Характерным для России отягчающим фактором было широко распространенное предубеждение против иммигрантов, добившихся в жизни успеха. Это предубеждение разделяли как коренные жители России, так и иностранцы. Среди русских бытовало устойчивое подозрение к низкородным иностранцам, презиравшим русский народ и все же каким-то образом выбившимся в люди. Пушкин в «Капитанской дочке» (1836) нарисовал язвительную карикатуру на подобный типаж в лице мосье Бопре, парикмахера из Франции, нанятого русскими дворянами обучать их сына наукам и манерам. Карл Нистрем, неутомимый составитель адресных книг Санкт-Петербурга и Москвы, также подвергся в 1839 году нападкам своего русского конкурента: «Иностранец Нистрем, занимавшийся прежде портным мастерством, и едва только знающий русский язык»[413]

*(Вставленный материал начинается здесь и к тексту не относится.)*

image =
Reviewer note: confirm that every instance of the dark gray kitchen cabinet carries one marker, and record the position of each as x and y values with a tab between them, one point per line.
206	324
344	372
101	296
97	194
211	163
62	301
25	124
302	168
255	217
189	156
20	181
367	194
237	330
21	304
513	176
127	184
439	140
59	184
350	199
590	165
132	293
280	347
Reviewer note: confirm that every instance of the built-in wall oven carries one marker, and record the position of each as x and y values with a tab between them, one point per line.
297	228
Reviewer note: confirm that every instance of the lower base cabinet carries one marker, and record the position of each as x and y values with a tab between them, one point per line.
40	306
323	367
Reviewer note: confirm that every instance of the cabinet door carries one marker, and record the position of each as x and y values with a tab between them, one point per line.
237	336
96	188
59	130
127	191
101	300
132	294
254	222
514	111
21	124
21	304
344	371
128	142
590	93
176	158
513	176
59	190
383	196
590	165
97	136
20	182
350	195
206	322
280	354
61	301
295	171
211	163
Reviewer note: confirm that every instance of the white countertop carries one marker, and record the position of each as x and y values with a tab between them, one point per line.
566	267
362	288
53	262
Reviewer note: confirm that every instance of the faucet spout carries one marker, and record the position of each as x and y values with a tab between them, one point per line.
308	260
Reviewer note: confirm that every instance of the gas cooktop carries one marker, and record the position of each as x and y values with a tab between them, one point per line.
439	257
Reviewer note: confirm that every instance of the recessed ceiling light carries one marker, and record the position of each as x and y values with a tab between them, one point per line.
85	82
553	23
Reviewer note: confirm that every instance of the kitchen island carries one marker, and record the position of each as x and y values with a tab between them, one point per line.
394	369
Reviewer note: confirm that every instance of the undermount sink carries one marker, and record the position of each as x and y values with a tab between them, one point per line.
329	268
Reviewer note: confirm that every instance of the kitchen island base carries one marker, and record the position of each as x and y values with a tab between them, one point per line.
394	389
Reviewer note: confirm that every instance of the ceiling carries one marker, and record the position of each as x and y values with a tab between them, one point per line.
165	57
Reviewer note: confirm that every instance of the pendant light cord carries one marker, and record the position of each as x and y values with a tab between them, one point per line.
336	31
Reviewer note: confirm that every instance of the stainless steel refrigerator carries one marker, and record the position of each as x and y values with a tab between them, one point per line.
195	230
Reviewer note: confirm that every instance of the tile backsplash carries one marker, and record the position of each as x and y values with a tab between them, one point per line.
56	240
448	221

. Некоторые иностранцы тоже питали схожие чувства, но по другой причине: для них продвижение по социальной лестнице было свидетельством российского деспотизма. Писатель Эдуард Рудольфи считал Иоганна-Амвросия Розенштрауха живым доказательством тому, что успех в России зависел лишь от протекции, а не от подлинных заслуг: «Только за границей удивлялись бы тому, например, что некто вроде Розенштрауха, бывшего актером в Петербурге, оставил сцену, стал продавать в тамошнем магазине помаду, затем перевез свою торговлю в Москву, а оттуда отправился в Саратов суперинтендентом [консистории]»[414].Вильгельм явно пытался обезопасить себя от подобных аттак, добиваясь ответственных общественных постов и умалчивая о своем прошлом. Его отец был человеком без роду и племени; непонятно почему неженатым отцом семейства; бывшим актером; верующим, чья пылкая религиозность граничила с ересью; а может, даже участником международного жидомасонского заговора. Кому-то он вполне мог показаться воплощением той самой подрывной подвижности – социальной, пространственной, интеллектуальной и религиозной, – которая ассоциировалось в России с преуспевшими инородцами. Даже в образе добродетельного пастора он рисковал навлечь на себя гнев русских патриотов. После того как Ишимова опубликовала свой перевод сочинений Розенштрауха-старшего, она получила пышущее яростью письмо от читательницы по имени Мария Извединова. Во-первых, Извединова обвиняла переводчицу в том, что своей публикацией она оскорбляла православие, потому что Розенштраух был лютеранином. Кроме того:
Пастор Р. 20‐ть лет наблюдал за умирающими? да неужели наши священники закрыв глаза напутствуют русских к смерти? Но вот в чем обман сатаны. Немец скажет речь, сложит руки, наклонит голову – и это тотчас напишут и русские с восторгом читают, а православный священник проводит всю жизнь свою у одра больных – умирающих <…> и об нем никто не напишет, никто и не знает[415]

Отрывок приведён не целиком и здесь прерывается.